Circadian Rhythms of Granzyme B, Perforin, IFN-γ, and NK Cell Cytolytic Activity in the Spleen: Effects of Chronic Ethanol¹

Circadian rhythms describe biological phenomena that oscillate within a 24-h cycle. These rhythms provide a temporal frame necessary for adequate homeostasis. By anticipating both environmental and internal changes, cells (and organisms) can efficiently program their physiological tasks. It is believed that peripheral cells are able to adjust their physiology to a circadian rhythm (1). Cellular rhythms are originated by genetic elements (clock genes) organized in autoregulatory transcription-translation feedback loops that form the cellular core oscillator. This oscillating machinery may control the expression of the so-called clock-controlled genes, and, ultimately, generate the circadian rhythms in physiology and behavior (2).
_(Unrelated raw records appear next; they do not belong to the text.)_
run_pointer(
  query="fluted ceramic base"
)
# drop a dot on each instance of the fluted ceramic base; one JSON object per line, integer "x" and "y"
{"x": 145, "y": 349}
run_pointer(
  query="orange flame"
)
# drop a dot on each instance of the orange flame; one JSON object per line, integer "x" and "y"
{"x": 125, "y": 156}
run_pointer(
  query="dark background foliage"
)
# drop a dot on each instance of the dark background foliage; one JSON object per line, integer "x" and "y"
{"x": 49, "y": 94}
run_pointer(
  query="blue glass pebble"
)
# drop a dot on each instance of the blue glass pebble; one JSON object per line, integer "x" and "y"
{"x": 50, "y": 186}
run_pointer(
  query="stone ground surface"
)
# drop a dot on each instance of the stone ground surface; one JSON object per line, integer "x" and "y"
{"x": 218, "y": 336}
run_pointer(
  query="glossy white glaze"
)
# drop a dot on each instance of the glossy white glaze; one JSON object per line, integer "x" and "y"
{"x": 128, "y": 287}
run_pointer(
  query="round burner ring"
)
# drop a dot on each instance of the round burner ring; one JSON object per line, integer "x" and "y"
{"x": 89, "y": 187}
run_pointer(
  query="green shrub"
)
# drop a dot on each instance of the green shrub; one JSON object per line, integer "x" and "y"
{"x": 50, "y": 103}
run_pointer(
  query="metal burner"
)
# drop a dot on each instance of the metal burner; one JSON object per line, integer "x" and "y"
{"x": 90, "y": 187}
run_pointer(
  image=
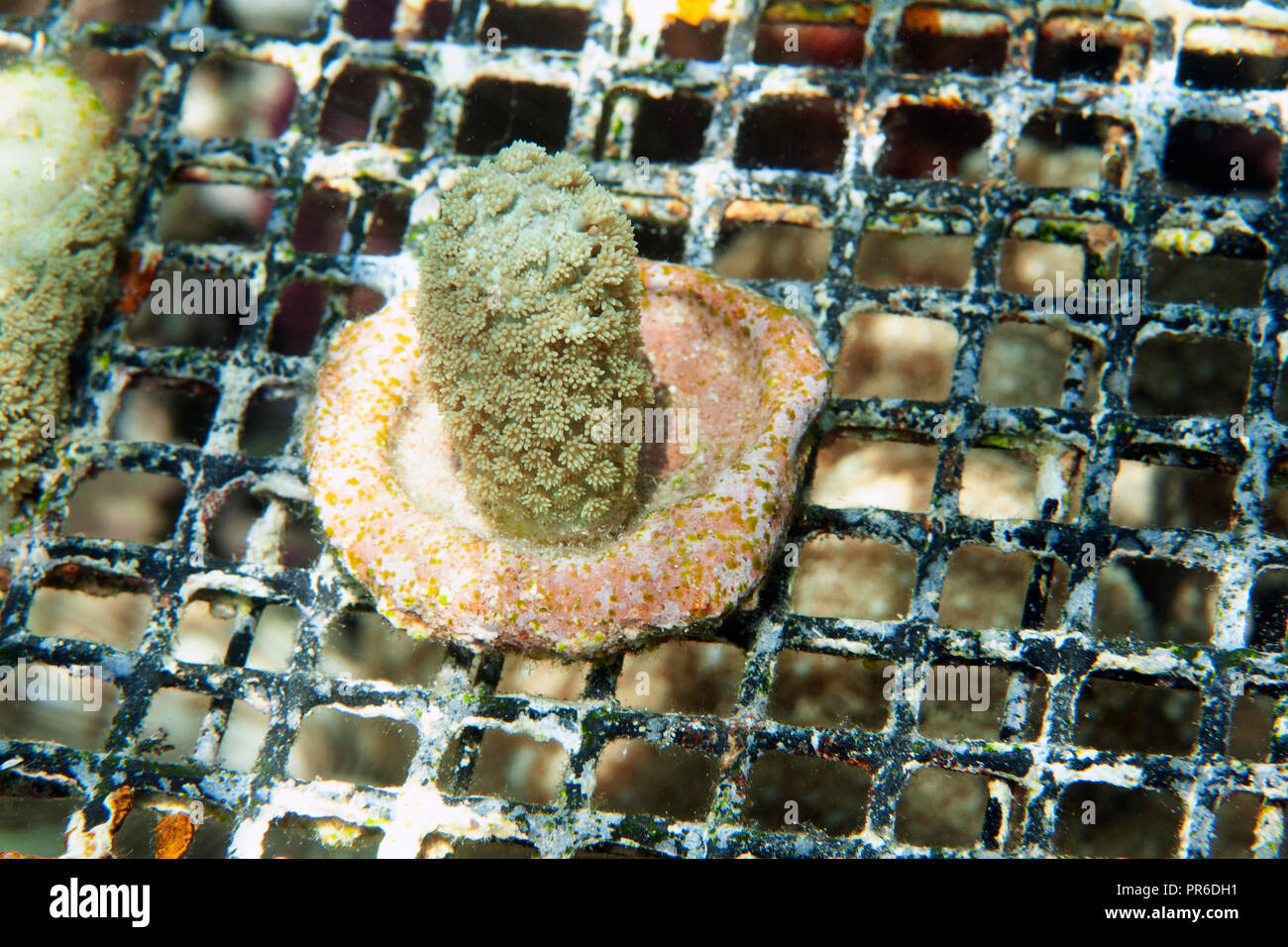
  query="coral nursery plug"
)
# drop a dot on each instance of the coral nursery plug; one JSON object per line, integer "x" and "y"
{"x": 67, "y": 191}
{"x": 554, "y": 446}
{"x": 528, "y": 316}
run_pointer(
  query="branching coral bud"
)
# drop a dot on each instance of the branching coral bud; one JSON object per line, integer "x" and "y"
{"x": 65, "y": 193}
{"x": 528, "y": 316}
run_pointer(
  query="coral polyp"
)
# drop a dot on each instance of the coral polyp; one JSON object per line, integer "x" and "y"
{"x": 742, "y": 381}
{"x": 528, "y": 318}
{"x": 65, "y": 193}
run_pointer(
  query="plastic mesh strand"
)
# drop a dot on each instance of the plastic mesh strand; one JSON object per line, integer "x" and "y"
{"x": 451, "y": 712}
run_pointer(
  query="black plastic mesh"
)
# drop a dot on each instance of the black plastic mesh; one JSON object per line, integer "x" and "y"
{"x": 836, "y": 136}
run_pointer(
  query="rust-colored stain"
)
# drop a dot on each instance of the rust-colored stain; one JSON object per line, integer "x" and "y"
{"x": 120, "y": 804}
{"x": 174, "y": 835}
{"x": 694, "y": 12}
{"x": 137, "y": 282}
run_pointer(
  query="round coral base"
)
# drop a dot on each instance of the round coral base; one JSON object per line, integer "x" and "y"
{"x": 745, "y": 379}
In mammals, the suprachiasmatic nucleus (SCN)³ is considered the central pacemaker controlling the circadian rhythms in the body (3). This hypothalamic master clock is entrained by external cues called zeitgebers. The main external zeitgeber is the photic input, coming from the eyes to the SCN through the retinohypothalamic tract, carrying information from the light/dark cycle. However, SCN entrainment can be complemented by internal signals such as melatonin (4). In higher organisms, external cues are unable to reach the peripheral cellular oscillators, so the SCN has to program and coordinate the peripheral clocks through neural and endocrine pathways (5).

Alterations in circadian rhythms can lead to serious pathologies such as sleep disorders, cardiovascular disease, and depression. In addition, recent studies show a connection between altered circadian rhythms and cancer (6, 7). Even though previous research pointed to a direct influence of diurnal changes on the immune system (8, 9, 10), the underlying mechanisms governing immune circadian rhythmicity and its functional implications are still largely unknown.
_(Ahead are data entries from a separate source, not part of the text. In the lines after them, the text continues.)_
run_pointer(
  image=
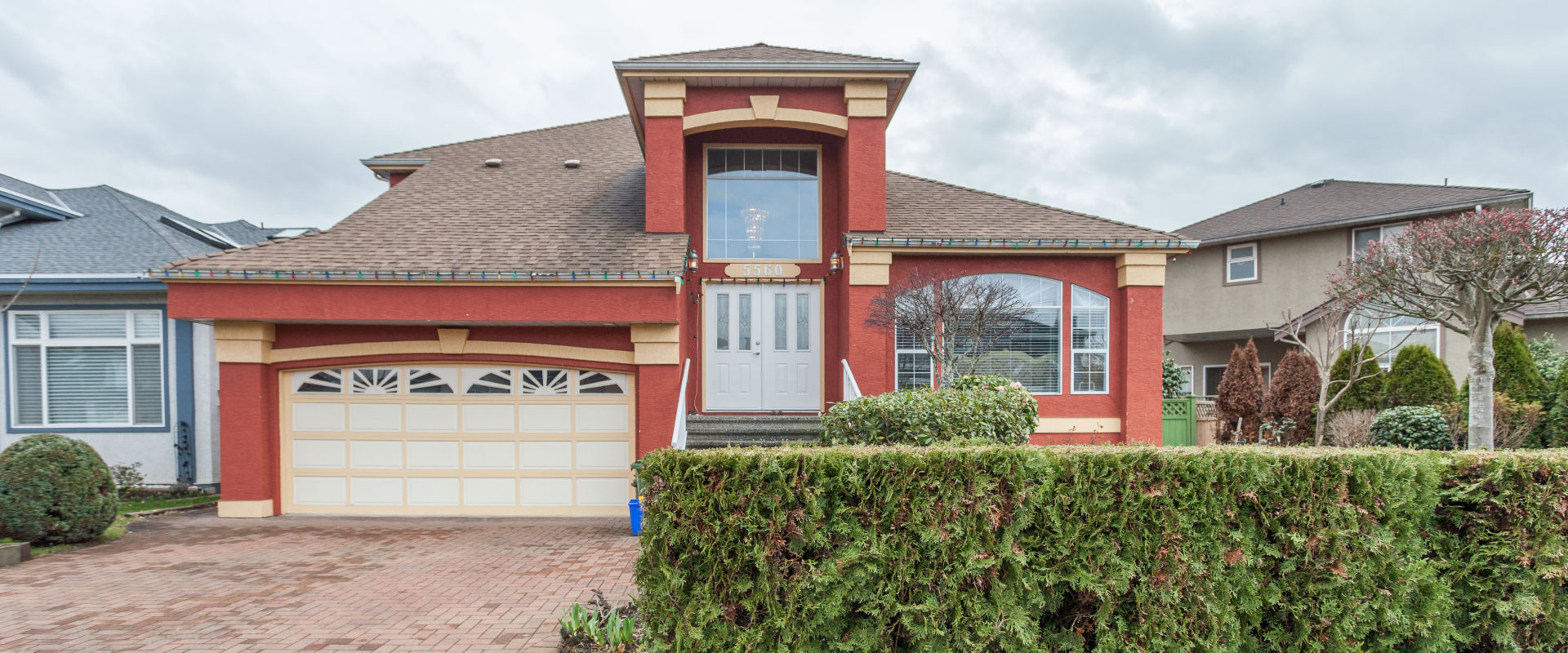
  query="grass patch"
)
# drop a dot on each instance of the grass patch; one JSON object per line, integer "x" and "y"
{"x": 154, "y": 504}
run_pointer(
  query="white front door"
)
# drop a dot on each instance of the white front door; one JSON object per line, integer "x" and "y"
{"x": 764, "y": 346}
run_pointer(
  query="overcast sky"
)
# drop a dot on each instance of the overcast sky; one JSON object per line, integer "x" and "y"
{"x": 1159, "y": 113}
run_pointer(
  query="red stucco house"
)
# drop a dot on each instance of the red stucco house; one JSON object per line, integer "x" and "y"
{"x": 506, "y": 329}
NK cells are critical for immune surveillance against fungal, bacterial, and viral infections. They also play a vital role in cellular resistance to malignancy and tumor metastasis (11, 12). NK cells can destroy their target cells by calcium-dependent release of cytolytic granules, by activation of the Fas (CD95) pathway, or through contact with TNF-α (13). Among these mechanisms, the release of cytolytic granules containing granzymes (particularly granzyme B) and perforin is the major mechanism used for killing the target cell (14, 15). Perforin creates transmembrane pores in the target cell membrane thereby allowing the entry of granzyme B, which then activates the apoptotic pathways of the caspases. NK cells differ from the other cytotoxic effector cell types (CTL) in two major ways–they kill the target cells in a non-MHC-restricted fashion without the need for previous in vitro or in vivo activation, and only NK cells constitutively express the lytic machinery (16, 17).

The immunosuppressive effect of chronic ethanol is well documented. There is a strong association between ethanol consumption and both increased cancer risk and infection morbidity (18, 19). We have recently shown how chronic ethanol reduces granzyme B, perforin, and NK cell cytolytic activity (20, 21), however, there is no report showing a direct influence of ethanol on the circadian rhythm of NK cells. Our aim was to test whether NK cell function follows a circadian rhythm and, if so, to analyze the effect of chronic ethanol consumption. For that purpose, over a 24-h period, we measured mRNA and protein levels of granzyme B, perforin, and IFN-γ, as well as NK cell cytolytic activity in the splenocytes of ad libitum-fed, pair-fed, and ethanol-fed Sprague Dawley male rats.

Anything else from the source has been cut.